Paseniuk, however, says that the contribution to the Cyprus company was made not at the nominal, but at “historic” value of the shares, amounting to € 3,926,160. He did not explain why the historic value was about 200 times higher than the new shares’ valuation of € 18,000.

He says that on the key day, March 25, Poroshenko’s Ukrainian fund transferred all the newly issued shares and paid-up shares to BVI’s Prime Asset Partners, which is solely owned by Poroshenko.

Paseniuk said that the Ukrainian fund received Prime Asset’s shares in exchange. The transactions were needed as part of “corporate restructuring” prior to putting the shares of Cyprus company into a trust, he added.

Poroshenko’s advisors later sent unsigned copies of an agreement to local media which they said showed they were telling the truth but key information on beneficiaries, powers of attorney and two sections describing how the transfers were to be made were deleted raising even more questions as to what happened.

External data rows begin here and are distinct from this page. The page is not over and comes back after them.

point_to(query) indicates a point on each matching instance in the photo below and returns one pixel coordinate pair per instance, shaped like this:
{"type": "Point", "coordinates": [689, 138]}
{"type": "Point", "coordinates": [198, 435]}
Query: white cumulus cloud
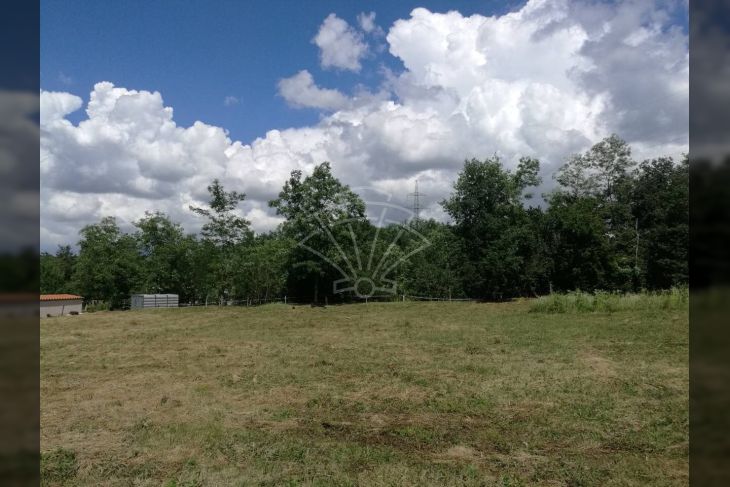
{"type": "Point", "coordinates": [340, 46]}
{"type": "Point", "coordinates": [300, 91]}
{"type": "Point", "coordinates": [547, 80]}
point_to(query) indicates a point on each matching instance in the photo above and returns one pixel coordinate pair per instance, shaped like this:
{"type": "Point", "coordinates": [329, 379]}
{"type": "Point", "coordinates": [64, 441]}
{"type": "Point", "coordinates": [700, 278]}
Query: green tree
{"type": "Point", "coordinates": [602, 176]}
{"type": "Point", "coordinates": [436, 269]}
{"type": "Point", "coordinates": [320, 213]}
{"type": "Point", "coordinates": [56, 271]}
{"type": "Point", "coordinates": [263, 267]}
{"type": "Point", "coordinates": [493, 226]}
{"type": "Point", "coordinates": [108, 264]}
{"type": "Point", "coordinates": [167, 254]}
{"type": "Point", "coordinates": [661, 209]}
{"type": "Point", "coordinates": [223, 233]}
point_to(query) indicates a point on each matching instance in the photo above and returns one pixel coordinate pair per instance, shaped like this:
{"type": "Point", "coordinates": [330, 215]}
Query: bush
{"type": "Point", "coordinates": [610, 302]}
{"type": "Point", "coordinates": [98, 306]}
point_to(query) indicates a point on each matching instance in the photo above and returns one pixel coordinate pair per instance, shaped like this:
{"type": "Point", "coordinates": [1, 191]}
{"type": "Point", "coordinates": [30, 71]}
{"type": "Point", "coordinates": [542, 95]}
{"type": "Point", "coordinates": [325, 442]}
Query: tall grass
{"type": "Point", "coordinates": [608, 302]}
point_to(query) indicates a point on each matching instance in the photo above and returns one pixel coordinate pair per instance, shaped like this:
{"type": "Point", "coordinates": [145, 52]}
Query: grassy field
{"type": "Point", "coordinates": [369, 394]}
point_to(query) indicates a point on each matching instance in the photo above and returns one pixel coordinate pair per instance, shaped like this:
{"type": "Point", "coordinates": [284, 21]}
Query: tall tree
{"type": "Point", "coordinates": [168, 256]}
{"type": "Point", "coordinates": [320, 213]}
{"type": "Point", "coordinates": [108, 265]}
{"type": "Point", "coordinates": [602, 175]}
{"type": "Point", "coordinates": [486, 207]}
{"type": "Point", "coordinates": [222, 233]}
{"type": "Point", "coordinates": [57, 270]}
{"type": "Point", "coordinates": [661, 209]}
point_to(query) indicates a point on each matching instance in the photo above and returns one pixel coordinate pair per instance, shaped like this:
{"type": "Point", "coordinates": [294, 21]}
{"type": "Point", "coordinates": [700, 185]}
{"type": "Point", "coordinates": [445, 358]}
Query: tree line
{"type": "Point", "coordinates": [612, 223]}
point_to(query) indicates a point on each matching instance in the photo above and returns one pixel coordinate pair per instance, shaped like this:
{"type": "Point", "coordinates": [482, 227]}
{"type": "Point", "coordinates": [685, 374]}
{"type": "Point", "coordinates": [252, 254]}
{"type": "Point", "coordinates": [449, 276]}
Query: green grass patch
{"type": "Point", "coordinates": [414, 394]}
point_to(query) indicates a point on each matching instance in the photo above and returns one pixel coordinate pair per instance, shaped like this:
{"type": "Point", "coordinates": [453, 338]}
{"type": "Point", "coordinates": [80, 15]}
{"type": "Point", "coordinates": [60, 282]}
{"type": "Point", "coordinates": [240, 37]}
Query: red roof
{"type": "Point", "coordinates": [59, 297]}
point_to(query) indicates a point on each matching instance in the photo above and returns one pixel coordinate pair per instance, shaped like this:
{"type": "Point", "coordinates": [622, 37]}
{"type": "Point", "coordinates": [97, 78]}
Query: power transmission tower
{"type": "Point", "coordinates": [416, 203]}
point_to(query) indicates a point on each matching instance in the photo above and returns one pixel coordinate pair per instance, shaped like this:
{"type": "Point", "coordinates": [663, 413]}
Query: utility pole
{"type": "Point", "coordinates": [636, 250]}
{"type": "Point", "coordinates": [416, 203]}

Speculating about possible reasons for the March 25 transactions, financial analyst Andriy Gerus says that the Cyprus company most likely needed some operational funds.

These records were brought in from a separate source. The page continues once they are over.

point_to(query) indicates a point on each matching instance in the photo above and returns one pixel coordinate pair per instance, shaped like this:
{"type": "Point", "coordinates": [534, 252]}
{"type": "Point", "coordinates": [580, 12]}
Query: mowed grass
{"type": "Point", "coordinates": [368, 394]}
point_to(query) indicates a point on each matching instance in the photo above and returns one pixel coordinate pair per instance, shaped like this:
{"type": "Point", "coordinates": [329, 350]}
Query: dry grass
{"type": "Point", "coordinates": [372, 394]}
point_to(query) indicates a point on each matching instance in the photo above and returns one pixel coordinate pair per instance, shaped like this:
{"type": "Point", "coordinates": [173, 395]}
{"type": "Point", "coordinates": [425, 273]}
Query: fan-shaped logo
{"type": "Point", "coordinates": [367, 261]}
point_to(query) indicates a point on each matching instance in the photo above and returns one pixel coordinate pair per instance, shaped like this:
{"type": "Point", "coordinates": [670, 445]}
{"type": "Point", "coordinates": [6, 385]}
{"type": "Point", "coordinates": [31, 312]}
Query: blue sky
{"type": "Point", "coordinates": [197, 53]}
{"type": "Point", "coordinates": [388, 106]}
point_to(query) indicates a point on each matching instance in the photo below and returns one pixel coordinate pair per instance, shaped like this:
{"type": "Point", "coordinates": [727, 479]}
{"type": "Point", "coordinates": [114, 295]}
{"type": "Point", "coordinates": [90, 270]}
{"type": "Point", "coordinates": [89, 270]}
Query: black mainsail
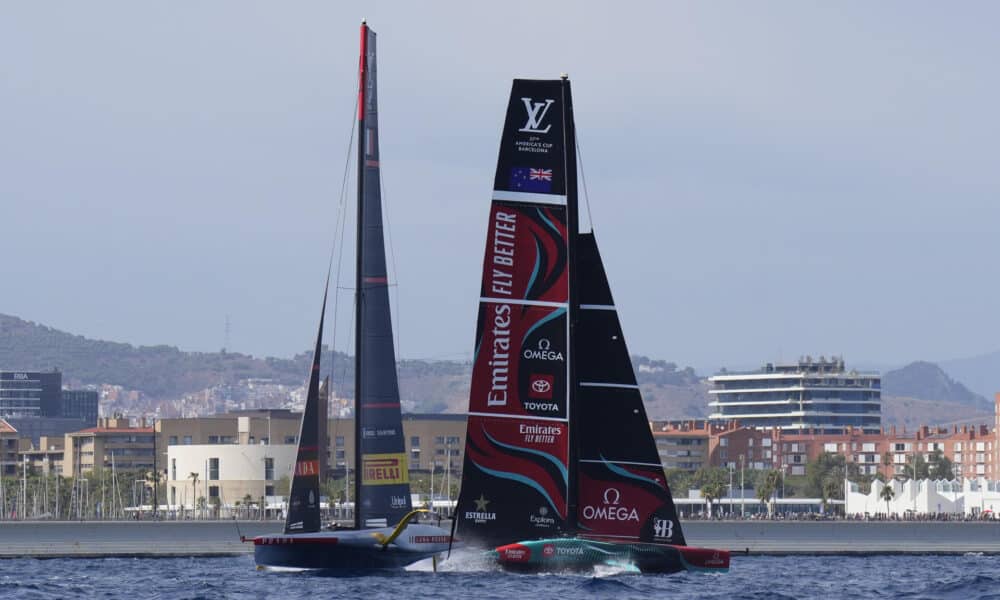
{"type": "Point", "coordinates": [383, 487]}
{"type": "Point", "coordinates": [622, 491]}
{"type": "Point", "coordinates": [382, 492]}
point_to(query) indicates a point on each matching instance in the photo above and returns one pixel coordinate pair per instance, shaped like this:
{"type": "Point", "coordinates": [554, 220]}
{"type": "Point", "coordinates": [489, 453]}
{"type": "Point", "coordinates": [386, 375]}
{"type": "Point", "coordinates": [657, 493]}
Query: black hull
{"type": "Point", "coordinates": [579, 554]}
{"type": "Point", "coordinates": [350, 550]}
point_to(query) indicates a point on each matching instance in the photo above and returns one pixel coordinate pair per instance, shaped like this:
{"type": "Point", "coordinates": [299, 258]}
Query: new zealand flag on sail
{"type": "Point", "coordinates": [525, 179]}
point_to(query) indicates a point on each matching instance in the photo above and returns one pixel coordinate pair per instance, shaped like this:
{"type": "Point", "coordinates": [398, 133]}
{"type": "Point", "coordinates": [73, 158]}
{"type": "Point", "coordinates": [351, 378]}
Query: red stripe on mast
{"type": "Point", "coordinates": [361, 72]}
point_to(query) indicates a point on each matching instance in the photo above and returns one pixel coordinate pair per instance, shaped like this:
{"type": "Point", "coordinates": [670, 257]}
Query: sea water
{"type": "Point", "coordinates": [933, 577]}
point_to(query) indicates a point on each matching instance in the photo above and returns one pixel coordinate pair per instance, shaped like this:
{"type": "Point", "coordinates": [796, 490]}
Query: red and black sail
{"type": "Point", "coordinates": [515, 479]}
{"type": "Point", "coordinates": [382, 487]}
{"type": "Point", "coordinates": [558, 441]}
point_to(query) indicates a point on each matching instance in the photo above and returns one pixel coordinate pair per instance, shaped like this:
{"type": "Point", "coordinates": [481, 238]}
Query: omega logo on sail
{"type": "Point", "coordinates": [543, 352]}
{"type": "Point", "coordinates": [611, 509]}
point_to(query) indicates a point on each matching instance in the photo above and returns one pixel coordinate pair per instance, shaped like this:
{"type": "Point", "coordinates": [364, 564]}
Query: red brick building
{"type": "Point", "coordinates": [973, 449]}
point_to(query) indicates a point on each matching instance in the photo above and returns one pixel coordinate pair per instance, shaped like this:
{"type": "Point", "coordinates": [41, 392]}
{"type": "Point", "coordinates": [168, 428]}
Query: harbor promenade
{"type": "Point", "coordinates": [48, 539]}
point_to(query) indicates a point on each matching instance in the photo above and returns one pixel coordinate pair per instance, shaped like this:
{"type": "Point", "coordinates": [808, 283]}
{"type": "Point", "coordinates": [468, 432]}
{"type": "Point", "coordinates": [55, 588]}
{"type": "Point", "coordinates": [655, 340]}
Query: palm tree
{"type": "Point", "coordinates": [194, 489]}
{"type": "Point", "coordinates": [768, 486]}
{"type": "Point", "coordinates": [712, 490]}
{"type": "Point", "coordinates": [887, 494]}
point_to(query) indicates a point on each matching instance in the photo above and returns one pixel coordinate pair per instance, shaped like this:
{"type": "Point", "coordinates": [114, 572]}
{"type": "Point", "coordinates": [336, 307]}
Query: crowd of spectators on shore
{"type": "Point", "coordinates": [814, 516]}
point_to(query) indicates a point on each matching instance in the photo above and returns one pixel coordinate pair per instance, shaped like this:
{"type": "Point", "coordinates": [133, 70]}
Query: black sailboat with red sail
{"type": "Point", "coordinates": [561, 470]}
{"type": "Point", "coordinates": [385, 534]}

Antonenko says that if the money was indeed transferred out of Ukraine, it may mean that “the fund accumulated some free cash and needed to transfer it abroad. And this is exactly the way it was done.”

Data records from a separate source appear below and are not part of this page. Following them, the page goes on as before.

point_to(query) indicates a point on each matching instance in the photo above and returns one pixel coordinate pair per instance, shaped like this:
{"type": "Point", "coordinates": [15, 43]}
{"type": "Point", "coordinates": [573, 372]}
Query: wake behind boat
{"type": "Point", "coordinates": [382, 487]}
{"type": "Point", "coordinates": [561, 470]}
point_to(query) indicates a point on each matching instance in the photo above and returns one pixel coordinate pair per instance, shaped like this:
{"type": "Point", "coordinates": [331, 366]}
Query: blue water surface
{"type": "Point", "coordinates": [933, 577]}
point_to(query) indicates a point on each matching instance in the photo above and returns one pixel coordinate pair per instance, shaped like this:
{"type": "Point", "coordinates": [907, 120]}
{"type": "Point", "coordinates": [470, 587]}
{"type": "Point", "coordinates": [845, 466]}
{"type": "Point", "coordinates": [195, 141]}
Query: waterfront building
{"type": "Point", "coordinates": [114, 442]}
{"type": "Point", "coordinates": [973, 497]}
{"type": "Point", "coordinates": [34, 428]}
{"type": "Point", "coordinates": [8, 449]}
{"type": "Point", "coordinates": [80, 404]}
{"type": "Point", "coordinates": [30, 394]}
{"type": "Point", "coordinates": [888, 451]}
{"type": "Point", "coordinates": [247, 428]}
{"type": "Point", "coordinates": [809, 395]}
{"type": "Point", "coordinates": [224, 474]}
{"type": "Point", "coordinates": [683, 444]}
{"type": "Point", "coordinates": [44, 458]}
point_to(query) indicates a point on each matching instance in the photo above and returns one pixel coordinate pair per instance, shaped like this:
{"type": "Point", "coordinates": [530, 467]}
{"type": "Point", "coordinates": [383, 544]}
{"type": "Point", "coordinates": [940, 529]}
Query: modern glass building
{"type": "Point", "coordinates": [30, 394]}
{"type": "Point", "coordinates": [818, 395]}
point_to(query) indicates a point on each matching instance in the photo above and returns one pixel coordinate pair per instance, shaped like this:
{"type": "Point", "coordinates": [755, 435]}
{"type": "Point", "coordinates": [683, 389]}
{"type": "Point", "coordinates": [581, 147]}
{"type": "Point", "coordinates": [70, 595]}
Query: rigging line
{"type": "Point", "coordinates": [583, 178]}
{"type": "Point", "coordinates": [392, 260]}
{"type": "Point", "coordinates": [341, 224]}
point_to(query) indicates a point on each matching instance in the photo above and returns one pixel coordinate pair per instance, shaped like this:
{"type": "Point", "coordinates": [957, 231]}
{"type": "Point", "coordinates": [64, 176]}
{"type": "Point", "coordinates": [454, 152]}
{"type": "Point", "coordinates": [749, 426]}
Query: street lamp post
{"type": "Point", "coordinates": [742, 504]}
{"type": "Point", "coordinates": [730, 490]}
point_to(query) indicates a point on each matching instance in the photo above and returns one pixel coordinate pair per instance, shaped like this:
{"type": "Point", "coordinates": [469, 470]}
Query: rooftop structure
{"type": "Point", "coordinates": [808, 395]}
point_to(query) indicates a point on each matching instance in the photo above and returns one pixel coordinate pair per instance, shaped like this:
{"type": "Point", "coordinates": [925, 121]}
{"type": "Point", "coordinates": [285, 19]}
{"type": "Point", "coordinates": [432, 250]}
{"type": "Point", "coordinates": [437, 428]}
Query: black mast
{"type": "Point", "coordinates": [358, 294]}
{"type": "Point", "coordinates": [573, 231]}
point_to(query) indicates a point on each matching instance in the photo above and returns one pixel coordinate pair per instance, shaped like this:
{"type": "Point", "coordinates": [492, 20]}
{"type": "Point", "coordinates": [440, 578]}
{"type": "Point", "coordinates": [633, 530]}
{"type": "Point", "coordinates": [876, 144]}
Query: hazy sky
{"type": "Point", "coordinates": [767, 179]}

If the lawyers’ interpretations are correct, the president would have violated the law.

Away with offshores?

Regardless of why Poroshenko’s Ukrainian company needed to transfer nearly € 4 million to Cyprus a month before Rothschild Trust appeared as its shareholder, the transaction appears to contradict numerous statements made by the president and his advisors following the release of OCCRP’s President Poroshenko Offshore Tax Plan investigation on April 3.

On April 4, the Kyiv-based law firm Avellum Partners, which worked on Poroshenko’s offshore deal, claimed that the registered offshore firms “didn’t open the bank accounts” and “didn’t conduct any financial transactions.” The same claim about the three Poroshenko companies having no bank accounts and conducting no “active transactions” was repeated on April 8 in a statement by Paseniuk, two weeks after the transfers took place. And on May 17 he said again that none of the companies have banking accounts, when providing comments for this story.

On April 10, President Poroshenko, who repeatedly refused to speak to OCCRP reporters, met with journalists of four major television channels. In the interview, he claimed that his BVI offshore “doesn’t have an open account, and, thus, doesn’t have a single kopeck of funds transferred to it.”

The latter statement is contradicted by documents found in the Panama Papers, confidential business records of the Panamanian law firm Mossack Fonseca, obtained and shared with the international Consortium of Investigative Journalists (ICIJ) and OCCRP by Süddeutsche Zeitung, a German publication.

The documents show Poroshenko as a direct shareholder of the BVI-registered Prime Asset Partners holding 1,000 shares with a par value of US$ 1 each.

Immediately after the April 3 article, Poroshenko vowed to implement an election promise by proposing new laws to stop the siphoning of Ukrainian assets offshore. Recent data indicates that from 2004 to 2013, the Ukrainian economy lost US$ 11.6 billion, or nearly a quarter of the country’s budget, through the use of offshores.

To date, no such proposals have been submitted to Parliament.

Limited transparency

On April 8, after repeated OCCRP requests to make the text of Poroshenko’s trust agreement public, Poroshenko’s financial advisor Paseniuk invited Dmytro Gnap, an investigative reporter with OCCRP member Slidstvo.info, to his office.

Gnap says ICU employees “took away all (my) recording devices and also tried to take away the notes I made while reading the document.” Gnap had to sign a written promise not to disclose the document’s content as a condition for gaining access, and says he was shown a document that was only signed by one party.

Lawyer Antonenko believes that the refusal to make the trust agreement public means “there is something to hide.”

“I think that, without doubt, it should be published, so that both journalists and lawyers stop speculating and are able to study it and make their expert conclusions with documents in hands,” he says.